Planerin Kristina Vogelsang erklärte im Bausenat, dass ein großes Ziel sei, das Areal aufzuwerten. Dabei gebe es aber zahlreiche Faktoren zu berücksichtigen, zum Beispiel das Kleinklima: „Je mehr man nachverdichtet, umso wichtiger ist es auch, Grünflächen zu erhalten oder weiter auszubauen.“ Deswegen sollen die Grünflächen auf jeden Fall erhalten werden.

Lärm vom nahen Bahnhof ein Problem

Besondere Schwierigkeiten bei der Planung macht die Nähe zu Bahnhof und Bahnlinie, die von der Stephanstraße nur durch einen schmalen Streifen und die Böschung abgegrenzt ist. Zwar steht bereits eine Schallschutzwand an den Gleisen, trotzdem sind die Züge zu hören. Ein Fachgutachter war in die Planung eingebunden. Das führte dazu, dass die Pläne noch einmal modifiziert wurden.
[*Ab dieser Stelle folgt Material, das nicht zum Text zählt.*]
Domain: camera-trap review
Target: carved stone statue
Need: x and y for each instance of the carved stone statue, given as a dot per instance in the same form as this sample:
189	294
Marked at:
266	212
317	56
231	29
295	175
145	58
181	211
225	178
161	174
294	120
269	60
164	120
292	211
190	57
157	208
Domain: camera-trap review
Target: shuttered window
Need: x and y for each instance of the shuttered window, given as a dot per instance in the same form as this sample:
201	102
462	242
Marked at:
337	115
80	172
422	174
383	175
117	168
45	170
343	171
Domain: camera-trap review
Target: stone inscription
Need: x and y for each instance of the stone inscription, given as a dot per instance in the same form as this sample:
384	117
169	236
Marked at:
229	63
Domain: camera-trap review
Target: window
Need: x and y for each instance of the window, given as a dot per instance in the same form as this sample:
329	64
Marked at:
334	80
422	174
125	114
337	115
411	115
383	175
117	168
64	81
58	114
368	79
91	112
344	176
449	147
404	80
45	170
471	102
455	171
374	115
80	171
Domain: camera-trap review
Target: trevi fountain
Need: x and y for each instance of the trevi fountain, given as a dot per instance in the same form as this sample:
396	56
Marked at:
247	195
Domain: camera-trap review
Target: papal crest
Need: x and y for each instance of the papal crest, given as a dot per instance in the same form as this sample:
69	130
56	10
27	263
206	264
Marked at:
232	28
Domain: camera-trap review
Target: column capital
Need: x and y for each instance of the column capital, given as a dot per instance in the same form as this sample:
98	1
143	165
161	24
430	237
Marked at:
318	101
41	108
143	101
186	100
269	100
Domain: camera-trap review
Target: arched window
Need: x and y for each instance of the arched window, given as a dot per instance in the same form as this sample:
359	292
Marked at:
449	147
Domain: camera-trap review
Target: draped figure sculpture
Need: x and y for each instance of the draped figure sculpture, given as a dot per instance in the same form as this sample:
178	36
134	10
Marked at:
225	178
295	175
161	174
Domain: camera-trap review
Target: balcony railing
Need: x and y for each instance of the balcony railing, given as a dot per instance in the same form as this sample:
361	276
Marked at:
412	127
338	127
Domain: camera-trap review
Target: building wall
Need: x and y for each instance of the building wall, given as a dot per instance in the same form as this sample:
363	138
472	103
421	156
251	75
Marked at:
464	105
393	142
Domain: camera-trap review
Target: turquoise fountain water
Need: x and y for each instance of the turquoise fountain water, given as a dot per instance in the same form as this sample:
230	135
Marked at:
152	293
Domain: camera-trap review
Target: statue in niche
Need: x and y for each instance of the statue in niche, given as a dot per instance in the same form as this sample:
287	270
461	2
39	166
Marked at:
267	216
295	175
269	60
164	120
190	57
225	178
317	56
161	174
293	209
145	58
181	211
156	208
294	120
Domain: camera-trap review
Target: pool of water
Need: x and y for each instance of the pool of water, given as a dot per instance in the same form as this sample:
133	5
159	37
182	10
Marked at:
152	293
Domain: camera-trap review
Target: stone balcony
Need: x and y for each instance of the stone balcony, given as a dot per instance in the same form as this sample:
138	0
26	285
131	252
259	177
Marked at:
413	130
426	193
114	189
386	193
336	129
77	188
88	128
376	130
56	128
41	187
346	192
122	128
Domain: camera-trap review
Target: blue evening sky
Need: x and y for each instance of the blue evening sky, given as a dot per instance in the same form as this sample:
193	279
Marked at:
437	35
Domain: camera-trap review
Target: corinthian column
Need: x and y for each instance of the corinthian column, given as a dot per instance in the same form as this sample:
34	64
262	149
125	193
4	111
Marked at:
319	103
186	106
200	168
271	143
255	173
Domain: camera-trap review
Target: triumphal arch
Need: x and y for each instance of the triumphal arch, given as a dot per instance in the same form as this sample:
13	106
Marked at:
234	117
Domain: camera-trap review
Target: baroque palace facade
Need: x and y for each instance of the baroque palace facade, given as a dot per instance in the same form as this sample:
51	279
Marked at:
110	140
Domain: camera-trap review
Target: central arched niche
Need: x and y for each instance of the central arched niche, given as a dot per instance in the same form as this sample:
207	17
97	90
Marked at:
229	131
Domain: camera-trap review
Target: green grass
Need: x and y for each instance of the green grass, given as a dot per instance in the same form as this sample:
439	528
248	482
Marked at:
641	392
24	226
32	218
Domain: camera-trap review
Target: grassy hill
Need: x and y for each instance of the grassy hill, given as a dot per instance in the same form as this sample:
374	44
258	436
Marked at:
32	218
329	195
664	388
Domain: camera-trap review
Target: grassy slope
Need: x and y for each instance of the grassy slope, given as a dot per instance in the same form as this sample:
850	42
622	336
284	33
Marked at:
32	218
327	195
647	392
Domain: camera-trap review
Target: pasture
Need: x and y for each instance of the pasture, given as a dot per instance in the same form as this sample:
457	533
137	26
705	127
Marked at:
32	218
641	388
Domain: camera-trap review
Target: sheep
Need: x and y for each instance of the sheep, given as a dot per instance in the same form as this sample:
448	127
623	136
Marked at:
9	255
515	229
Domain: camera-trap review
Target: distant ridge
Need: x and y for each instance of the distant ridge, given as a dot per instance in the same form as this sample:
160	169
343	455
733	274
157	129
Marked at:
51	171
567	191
Unter anderem sei ein Gebäude, das neben dem L-förmigen Bau direkt an der Stephanstraße stehen soll, noch einmal verlängert.

„So wird die Lücke zwischen den Gebäuden, durch die Lärm in das Gebiet dringen kann, möglichst gering gehalten“, erklärte die Planerin. Davon sollen zumindest die Wohnungen profitieren, die auf der anderen Seite liegen. Dazu kämen später bauliche Maßnahmen an den Gebäuden selbst und eine vernünftige Grundrissplanung. So könne es gelingen, das Lärm-Problem zu lösen. Die Details seien dann aber Sache des Bebauungsplans.

Gebührenpflichtiges Parkhaus als Alternative

Eine weitere augenscheinliche Veränderung: Am Ende sollen möglichst alle Autos von dem Areal verschwinden. Eine Tiefgarage soll die Fahrzeuge der künftigen Bewohner aufnehmen.

Schlechte Nachrichten aber gibt es für alle, die in der Gegend bisher einen kostenlosen Parkplatz gesucht haben. Dafür wird es keinen Ersatz geben, wenn hier erst einmal Wohnhäuser entstehen. Vogelsang verwies darauf, dass es in unmittelbarer Nähe, in der Ringstraße nämlich, ein Parkhaus gibt. „Das hat durchaus noch ausreichend Kapazitäten.“ Anders als der Postparkplatz kostet es aber Gebühren.